Chuck Berry: Listen To Five Rock ‘N’ Roll Berry Classics You May Not Have Heard


Charles Edward Anderson Berry Sr., better known as rock and roll legend Chuck Berry, passed away Saturday at the age of 90 at his home in St Louis, Missouri — the same city where he was born on October 18, 1926. But he leaves behind a legacy not only of extraordinary influence on musicians who came after him, but of some of the most memorable rock and roll songs ever written and recorded.

Many of Berry’s best-known songs continue to resonate today. In classics such as “Johnny B. Goode,” “Roll Over Beethoven,” “Maybellene,” “Back in the USA,” “Rock and Roll Music,” and many others, Berry — who unlike many popular music performers in the 1950s, wrote his own songs — immortalized the teenage American life of his era in tunes that set the template for hundreds, even thousands, of rock musicians who followed him.

But amazingly, for all of his immortal hits, Berry charted only one No. 1, with a rather uncharacteristic novelty tune, “My Ding-a-Ling.” The slyly off-color song reached the top of the Billboard charts in 1972, 17 years after Berry first shook up the music world with his first hit single, “Maybellene,” one of many songs Berry wrote about various cars and the trouble they caused him.

Chuck Berry, Come On, Too Much Monkey Business, Too Pooped To Pop, Run Rudolph Run, Joe Joe Gunne, rock and roll, Chuck Berry dead
Though he was perhaps the most influential rock musician of all time, Chick Berry had only one No. 1 hit single. [Image by RTKagan/MediaPunch/IPX/AP Images]

However, Berry wrote and recorded so many iconic rock and roll songs, that many have faded into obscurity over the years. Below are five of his best songs that may not be familiar to today’s rock fans — but should be.

Chuck Berry, Come On, Too Much Monkey Business, Too Pooped To Pop, Run Rudolph Run, Joe Joe Gunne, rock and roll, Chuck Berry dead
Chuck Berry was still performing at age 89, as seen in this photo from February 2016. [Image By Josh Reynolds/AP Images]

“Come On”

Released in 1961, this quick classic, at under two minutes in length, has been covered by numerous artists — despite failing to even crack the top 100 when Berry released it. The song gained wider recognition when, in 1963, a band of youthful, white Londoners who called themselves The Rolling Stones chose “Come On” as the first single of their career.

San Francisco psychedelic “garage rock” group The Chocolate Watchband also recorded a memorable version of “Come On” in 1967.
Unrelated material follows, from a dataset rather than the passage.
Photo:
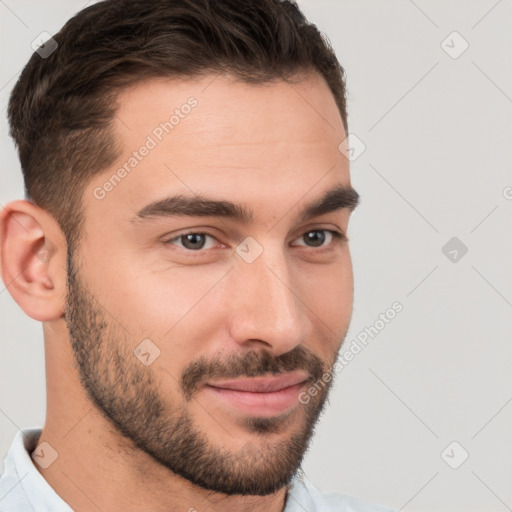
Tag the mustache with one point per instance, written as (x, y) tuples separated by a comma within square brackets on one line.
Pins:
[(251, 364)]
Listen to Chuck Berry’s original version in the video below.


“Joe Joe Gunne”

Peaking at a mediocre No. 83 on the charts, Berry’s single “Joe Joe Gunne” tells Berry’s updated version of an age-old African, and African-American, folk tale usually known as “The Signifying Monkey.” The tale, as in Berry’s lyrics, centers around a monkey who uses his wits to outsmart a much larger, more ferocious jungle creature out to kill him. In Berry’s version, the other animal is an elephant — though in many renderings of the “Signifying Monkey” story the monkey gets the better of a lion — and the monkey for some reason goes by the name “Joe Joe Gunne.”


“Too Pooped To Pop”

In this 1960 single, which made it no higher than No. 42 on the Billboard Hot 100, Berry took a phrase from the 1955 hit “The Popcorn Song” by country singer Cliffie Stone, and recycled it into a song that appears to be about the difficulties of having sex at an advanced age.


“Run Rudolph Run”

One of a couple of Berry attempts at a rock and roll Christmas song, the legendary guitarist ad songwriter gave his own spin on the classic character from the children’s song, “Rudolph The Red-Nosed Reindeer.” In this version, Rudolph ends himself running for his life from another reindeer — named Randolph. But “Run Rudolph Run” wasn’t a hit with the Christmas crowd, rising no higher than Number 69 in 1958.


“Too Much Monkey Business”

In one if his most influential songs, recorded in 1956, Berry became perhaps the first rock and roll songwriters to chronicle the hassles of everyday life — a boring job, bills to pay, annoying salesmen and so on. The song struck such a chord that it has been covered by most if the great rock and roll bands on the 1960s, including the Beatles, the Kinks and the Yardbirds — among many others, even Elvis Presley himself.


Even though Chuck Berry charted only one hit at No. 1, he still made plenty of money in his career, with a reported net worth of $19 million before he passed away on Saturday.